Il 2016 che si chiude e il 2017 che si apre offrono molte novità rispetto allo scenario internazionale di dodici mesi fa.

Tra i più rilevanti cambiamenti vi è certamente quello della radicale inversione di rotta della Turchia e del suo presidente Recep Tayyip Erdogan, il quale, dopo il tentato golpe di luglio che ha provato a disarcionarlo dal potere, sta compiendo scelte prima inimmaginabili. La Turchia oggi stringe un’alleanza strategica con Iran e Russia, i tre capi di stato si sono incontrati a Mosca, confermando il comune impegno sottoscritto a fine dicembre dai tre ministri degli esteri Sergej Lavrov, Mevlut Cavusoglu e Mohammad Javad Zarif a difesa della sovranità e dell’integrità territoriale della Siria e contro ogni semplificazione monoreligiosa, attenta piuttosto al pluralismo confessionale e alla salvaguardia della laicità dello stato siriano, il tutto con il vivo apprezzamento della Cina Popolare. Una relazione, quella tra Russia e Turchia, non incrinata dal criminale e recente attentato dell’ambasciatore russo.

Erdogan, salito al potere una quindicina d’anni fa appoggiandosi al sostegno della NATO, dell’amministrazione Bush e dell’infiltrazione degli affiliati della setta di Fethullah Gülen a tutti i livelli, dalle università all’esercito, ha posto termine tanto alla sua sudditanza verso gli uni, quanto verso gli altri.
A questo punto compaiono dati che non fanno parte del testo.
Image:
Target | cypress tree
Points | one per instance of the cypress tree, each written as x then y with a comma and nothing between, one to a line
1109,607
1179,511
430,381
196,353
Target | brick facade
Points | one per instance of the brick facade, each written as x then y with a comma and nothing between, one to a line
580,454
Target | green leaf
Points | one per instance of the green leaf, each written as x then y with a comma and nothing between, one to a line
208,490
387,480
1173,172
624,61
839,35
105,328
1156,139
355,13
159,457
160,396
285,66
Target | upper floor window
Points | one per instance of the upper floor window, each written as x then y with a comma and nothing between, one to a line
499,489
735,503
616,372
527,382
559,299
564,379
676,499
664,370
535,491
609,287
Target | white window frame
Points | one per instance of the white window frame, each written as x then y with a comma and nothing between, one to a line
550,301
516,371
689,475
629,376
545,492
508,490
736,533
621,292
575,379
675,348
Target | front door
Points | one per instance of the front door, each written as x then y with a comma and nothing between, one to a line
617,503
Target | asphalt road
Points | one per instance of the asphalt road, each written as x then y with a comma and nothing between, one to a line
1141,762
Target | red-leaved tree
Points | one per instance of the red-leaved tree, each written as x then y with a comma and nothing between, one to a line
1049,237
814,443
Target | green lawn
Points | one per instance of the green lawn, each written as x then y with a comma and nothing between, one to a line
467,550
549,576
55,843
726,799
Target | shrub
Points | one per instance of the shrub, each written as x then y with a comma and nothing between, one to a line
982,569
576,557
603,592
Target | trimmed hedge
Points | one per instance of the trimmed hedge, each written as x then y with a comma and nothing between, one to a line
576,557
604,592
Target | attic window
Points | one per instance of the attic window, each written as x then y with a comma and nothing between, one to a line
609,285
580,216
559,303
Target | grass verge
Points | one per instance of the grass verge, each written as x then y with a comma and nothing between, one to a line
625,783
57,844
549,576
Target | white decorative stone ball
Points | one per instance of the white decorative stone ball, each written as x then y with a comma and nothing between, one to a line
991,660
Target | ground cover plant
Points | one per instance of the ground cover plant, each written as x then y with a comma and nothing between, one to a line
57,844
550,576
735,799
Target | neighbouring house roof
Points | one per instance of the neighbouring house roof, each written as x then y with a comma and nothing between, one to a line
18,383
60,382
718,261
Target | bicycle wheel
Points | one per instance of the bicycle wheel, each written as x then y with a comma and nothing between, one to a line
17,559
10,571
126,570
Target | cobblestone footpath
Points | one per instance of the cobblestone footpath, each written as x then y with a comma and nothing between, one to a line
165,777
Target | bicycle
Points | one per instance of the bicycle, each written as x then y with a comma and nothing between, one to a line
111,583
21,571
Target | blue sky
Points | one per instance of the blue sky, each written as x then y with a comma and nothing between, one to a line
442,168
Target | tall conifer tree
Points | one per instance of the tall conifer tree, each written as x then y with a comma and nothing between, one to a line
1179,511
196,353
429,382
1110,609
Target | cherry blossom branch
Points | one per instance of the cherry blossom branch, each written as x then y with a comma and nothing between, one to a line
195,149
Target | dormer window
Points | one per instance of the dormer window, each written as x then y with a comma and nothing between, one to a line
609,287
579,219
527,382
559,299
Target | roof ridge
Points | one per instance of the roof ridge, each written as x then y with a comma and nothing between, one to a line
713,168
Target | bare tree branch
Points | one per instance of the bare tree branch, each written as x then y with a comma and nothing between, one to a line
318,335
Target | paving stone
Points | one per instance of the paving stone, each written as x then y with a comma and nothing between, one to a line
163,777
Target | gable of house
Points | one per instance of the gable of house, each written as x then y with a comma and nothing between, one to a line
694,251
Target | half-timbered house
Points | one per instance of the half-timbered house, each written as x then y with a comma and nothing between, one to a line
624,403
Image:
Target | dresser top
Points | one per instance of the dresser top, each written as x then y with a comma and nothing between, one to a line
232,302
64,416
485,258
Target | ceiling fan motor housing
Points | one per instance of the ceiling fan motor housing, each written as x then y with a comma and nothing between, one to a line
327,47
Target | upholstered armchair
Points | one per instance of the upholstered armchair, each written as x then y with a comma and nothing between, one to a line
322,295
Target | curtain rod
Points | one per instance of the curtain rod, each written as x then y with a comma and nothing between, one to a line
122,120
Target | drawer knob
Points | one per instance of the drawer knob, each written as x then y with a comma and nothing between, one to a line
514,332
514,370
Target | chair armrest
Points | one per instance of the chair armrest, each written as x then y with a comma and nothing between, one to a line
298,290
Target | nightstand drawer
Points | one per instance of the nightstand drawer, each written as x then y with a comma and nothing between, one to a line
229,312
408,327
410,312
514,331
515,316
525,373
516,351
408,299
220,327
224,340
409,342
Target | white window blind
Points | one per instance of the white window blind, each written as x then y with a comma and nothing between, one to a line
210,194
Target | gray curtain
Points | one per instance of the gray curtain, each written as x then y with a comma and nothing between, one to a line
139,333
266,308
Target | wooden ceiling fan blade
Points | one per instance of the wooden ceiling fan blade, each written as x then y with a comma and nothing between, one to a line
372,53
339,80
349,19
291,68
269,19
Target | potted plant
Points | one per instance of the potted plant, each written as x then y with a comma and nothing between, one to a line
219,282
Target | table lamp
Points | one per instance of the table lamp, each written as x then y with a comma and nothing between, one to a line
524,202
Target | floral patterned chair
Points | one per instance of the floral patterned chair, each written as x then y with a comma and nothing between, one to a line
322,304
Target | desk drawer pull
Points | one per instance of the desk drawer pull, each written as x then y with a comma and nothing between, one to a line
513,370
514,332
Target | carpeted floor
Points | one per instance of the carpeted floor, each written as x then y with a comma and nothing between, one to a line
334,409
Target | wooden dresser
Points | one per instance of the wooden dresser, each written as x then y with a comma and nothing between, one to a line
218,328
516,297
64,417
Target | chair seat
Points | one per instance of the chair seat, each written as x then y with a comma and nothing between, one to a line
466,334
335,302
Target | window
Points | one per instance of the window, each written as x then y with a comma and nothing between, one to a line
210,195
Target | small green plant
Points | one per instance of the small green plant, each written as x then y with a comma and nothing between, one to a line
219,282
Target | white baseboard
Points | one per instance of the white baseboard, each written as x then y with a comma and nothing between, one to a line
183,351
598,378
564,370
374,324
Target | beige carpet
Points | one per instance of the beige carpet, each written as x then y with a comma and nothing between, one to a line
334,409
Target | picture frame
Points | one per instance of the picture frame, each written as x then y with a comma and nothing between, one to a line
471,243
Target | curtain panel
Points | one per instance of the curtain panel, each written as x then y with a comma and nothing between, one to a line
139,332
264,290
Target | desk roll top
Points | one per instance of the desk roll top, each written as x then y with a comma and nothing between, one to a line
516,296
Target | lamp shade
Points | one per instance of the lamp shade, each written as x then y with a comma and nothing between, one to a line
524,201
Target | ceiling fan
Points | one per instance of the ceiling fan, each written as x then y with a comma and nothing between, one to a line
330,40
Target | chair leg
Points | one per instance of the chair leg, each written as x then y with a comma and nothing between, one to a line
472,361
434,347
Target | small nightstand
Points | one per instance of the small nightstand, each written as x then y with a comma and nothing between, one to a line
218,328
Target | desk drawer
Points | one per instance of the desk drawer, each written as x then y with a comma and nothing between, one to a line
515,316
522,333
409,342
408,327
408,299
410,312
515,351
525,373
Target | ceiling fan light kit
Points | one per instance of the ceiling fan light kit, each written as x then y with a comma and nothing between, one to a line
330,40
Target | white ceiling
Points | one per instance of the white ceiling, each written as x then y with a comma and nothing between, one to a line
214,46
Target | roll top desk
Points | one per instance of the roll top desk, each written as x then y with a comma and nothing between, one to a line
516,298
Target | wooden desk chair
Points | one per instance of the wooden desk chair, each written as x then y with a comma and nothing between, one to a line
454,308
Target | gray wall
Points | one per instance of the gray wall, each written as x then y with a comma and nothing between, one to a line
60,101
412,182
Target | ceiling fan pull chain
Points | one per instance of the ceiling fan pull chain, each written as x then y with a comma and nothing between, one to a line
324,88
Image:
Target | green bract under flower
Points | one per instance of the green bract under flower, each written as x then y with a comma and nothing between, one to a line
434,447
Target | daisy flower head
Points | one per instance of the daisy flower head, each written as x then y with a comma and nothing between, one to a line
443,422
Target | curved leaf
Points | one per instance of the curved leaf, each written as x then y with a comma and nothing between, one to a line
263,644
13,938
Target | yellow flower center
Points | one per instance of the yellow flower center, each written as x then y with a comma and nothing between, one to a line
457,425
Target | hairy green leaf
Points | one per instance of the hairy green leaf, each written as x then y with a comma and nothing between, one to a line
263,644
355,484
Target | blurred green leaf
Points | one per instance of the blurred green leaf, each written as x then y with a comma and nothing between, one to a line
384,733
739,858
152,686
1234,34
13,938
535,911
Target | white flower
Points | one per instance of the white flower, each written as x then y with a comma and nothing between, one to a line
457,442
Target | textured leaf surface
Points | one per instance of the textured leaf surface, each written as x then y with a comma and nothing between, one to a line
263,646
Nel suo partito AKP, la corrente di destra dei suoi vecchi alleati Abdullah Gül e Ahmet Davutoglu, al contempo gulenisti e atlantisti, gli muove oggi contro, tanto che Erdogan deve appoggiarsi all’ala “sinistra” del partito, quella guidata dal sindaco di Ankara Melih Gökçek, che chiede un definitivo posizionamento della Turchia a fianco della Russia. Se la questione della NATO è molto delicata, Erdogan ha in ogni modo avviato la trattativa per l’adesione all’Organizzazione di Shangai, che unisce le nazioni eurasiatiche su principi di sicurezza strategica e cooperazione economica.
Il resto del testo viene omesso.